Houston home sales soar even as office glut worsens

Houston homebuyers increasingly are putting the oil slump behind them, snapping up houses in record numbers and paying more for them than ever. But economic trauma in the region's signature energy industry continues to haunt real estate's office market, pushing the local vacancy rate higher than it's been in decades.

The residential segment's hot streak accelerated in June, with gains from the luxury to the lower end. Monthly home sales figures released Wednesday show buyers closed on 8,414 single-family homes, a 8.3 percent increase over the same month last year and the largest one-month sales volume in history, besting a record set a month earlier.

The positive data from the Houston Association of Realtors show housing benefitting from pent-up demand even as the Houston economy continues to grapple with further fluctuations in oil prices.

"This summer has been such a busy summer for me. It's kind of like Christmas. When someone's looking in 100 degree heat, they're serious," said Ruthie Newberry Porterfield of Martha Turner Sotheby's International Realty.

Yet in the also-critical real estate market, office landlords are doling out generous concessions in an increasingly desperate bid to reel in tenants.

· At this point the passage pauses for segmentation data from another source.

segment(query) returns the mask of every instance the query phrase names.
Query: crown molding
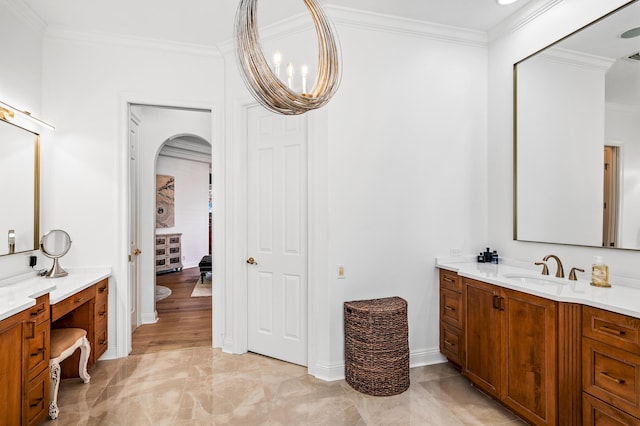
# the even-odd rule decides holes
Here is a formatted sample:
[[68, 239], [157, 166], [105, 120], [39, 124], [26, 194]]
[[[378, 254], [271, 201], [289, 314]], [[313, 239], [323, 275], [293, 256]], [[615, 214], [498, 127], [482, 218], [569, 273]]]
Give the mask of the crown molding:
[[563, 0], [538, 0], [534, 1], [500, 22], [489, 31], [489, 40], [495, 40], [507, 34], [514, 33], [520, 28], [544, 15]]
[[[482, 31], [383, 15], [342, 6], [326, 5], [324, 9], [334, 26], [340, 25], [361, 30], [429, 38], [477, 47], [486, 47], [488, 44], [487, 34]], [[308, 20], [300, 19], [305, 16], [304, 13], [296, 14], [276, 23], [265, 25], [260, 28], [260, 37], [268, 39], [282, 36], [283, 34], [291, 37], [296, 33], [309, 31], [313, 29], [312, 23]], [[339, 33], [338, 39], [340, 39]], [[226, 55], [234, 49], [234, 42], [233, 40], [227, 40], [218, 44], [217, 47], [223, 55]]]
[[20, 0], [0, 0], [0, 4], [5, 5], [16, 17], [20, 18], [38, 34], [44, 34], [47, 24], [25, 2]]
[[569, 64], [575, 67], [588, 68], [606, 72], [616, 62], [615, 59], [603, 56], [590, 55], [588, 53], [576, 52], [569, 49], [550, 48], [539, 53], [537, 56], [547, 60]]
[[484, 47], [488, 44], [487, 34], [483, 31], [384, 15], [342, 6], [327, 5], [325, 9], [334, 24], [351, 28], [428, 38], [479, 47]]
[[79, 31], [66, 27], [48, 27], [45, 32], [45, 38], [50, 40], [75, 41], [87, 44], [103, 44], [137, 49], [161, 50], [194, 56], [222, 56], [216, 47], [211, 46], [178, 43], [174, 41], [143, 37], [121, 36], [110, 33]]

After 10 consecutive quarters of rising vacancy, more than a fifth of Houston's office space is sitting unused. In a quarterly report, real estate service firm NAI Partners called that the highest vacancy rate since the firm began tracking data in 1999.

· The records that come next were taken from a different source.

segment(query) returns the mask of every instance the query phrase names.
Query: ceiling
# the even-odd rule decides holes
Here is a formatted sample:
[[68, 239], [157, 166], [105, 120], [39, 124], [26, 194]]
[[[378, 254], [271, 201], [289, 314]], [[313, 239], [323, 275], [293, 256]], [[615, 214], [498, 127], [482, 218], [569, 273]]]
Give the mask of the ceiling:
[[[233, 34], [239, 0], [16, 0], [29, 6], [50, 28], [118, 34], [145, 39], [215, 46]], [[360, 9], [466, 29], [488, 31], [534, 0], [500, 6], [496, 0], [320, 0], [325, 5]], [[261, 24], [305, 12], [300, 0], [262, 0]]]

That remains well below the numbers of the bust in the 1980s, but the 20.5 percent vacancy rate is evidence of the lingering fallout from oil and gas companies slashing budgets and cutting workers, eliminating the need for all the office space they occupied.

"Houston has diversified tremendously," said Dan Boyles, a partner at NAI. "Still, in order to bring the vacancy rate down we're going to need to see a more significant turnaround in the oil and gas business."

Factor in sublease space and the NAI pegs the vacancy rate at more than 26 percent.

A slate of other commercial real estate firms, which use slightly different parameters to measure the market, offered similarly grim views of a sector still on the decline, even as the rest of the city shows signs of recovery.

Travis Taylor, a principal at Lee and Associates, attributed the depressed market largely to a building boom during the days of $100-per-barrel oil.

"A run of high demand from energy related businesses drove historic price increases in Class A downtown space, as well as a wave of development," he said. "Unsustainable growth coupled with the downsized energy business formed a correction in the office market that has been unfolding for almost three years."

The correction in housing, however, has long passed.

Year-to-date, single-family home sales are ahead of last year's volume by 7.4 percent.

Hitting a new high, the median price of a single-family home was $239,023 in June, $4,000 more than last month and $6,000 more than last year at this time, according to the Houston Association of Realtors.

But Realtors caution that the rising median price has largely been bolstered from strong sales in the market's highest end.

Prices are actually quite flat, said Marilyn Thompson, president of Martha Turner Sotheby's.

Sellers who overprice their homes are seeing them sit, she added.

"Buyers are out there," Thompson said. "If a house has not sold, it's overpriced for the market."

Michael Rohan just pulled his Montrose townhouse off the market after about four months and lowering his asking price several times. The home was last listed at $500,000.

Rohan said he's competing with new townhomes all over his neighborhood.

"Someone would rather pay $600,000 for new townhouse than $500,000 for a used one," he said.

Across the Houston area, housing inventory swelled in June to a 4.4-month supply, the highest in almost five years, according to the data, which are based on sales handled through the Multiple Listing Service throughout Harris, Fort Bend and Montgomery counties and parts of Brazoria, Galveston, Waller and Wharton counties.

In the townhome and condominium sector, sales edged up 1.2 percent with 678 units selling at a median price of $171,000, up 3.6 percent. Inventory also grew to a 4.3-month supply.

Porterfield, who works in the high end of the market, said many of her buyers are Houstonians who have decided now is the time to move up into a bigger or nicer home.

According to the housing data, June was the eighth straight month that the luxury segment — where homes sell for $750,000 and up — saw rising sales.

The $150,000 to $250,000 market had a good showing last month, too.

Meanwhile, rising vacancy in the office sector is being largely driven by continued completion of ambitious new projects that launched during more prosperous times. With financing secured and concrete poured, developers couldn't just pull the plug as tenant demand weakened.

"You can't stop once you start construction," JLL executive vice president Steve Burkett said. "That is very expensive."

About 2.3 million square feet of office space came online in 2017, with about 2.4 million square feet still under construction in July, down from about 10 million square feet in 2014.

For example, the office tower 609 Main downtown will add almost 500,000 square feet of vacant space to an already crowded market.

However, the majority of the most recently started projects were commissioned with a particular tenant in mind. That includes downtown's Capitol Tower being built for Bank of America and an office in Springwoods Village for HP and the American Bureau of Shipping.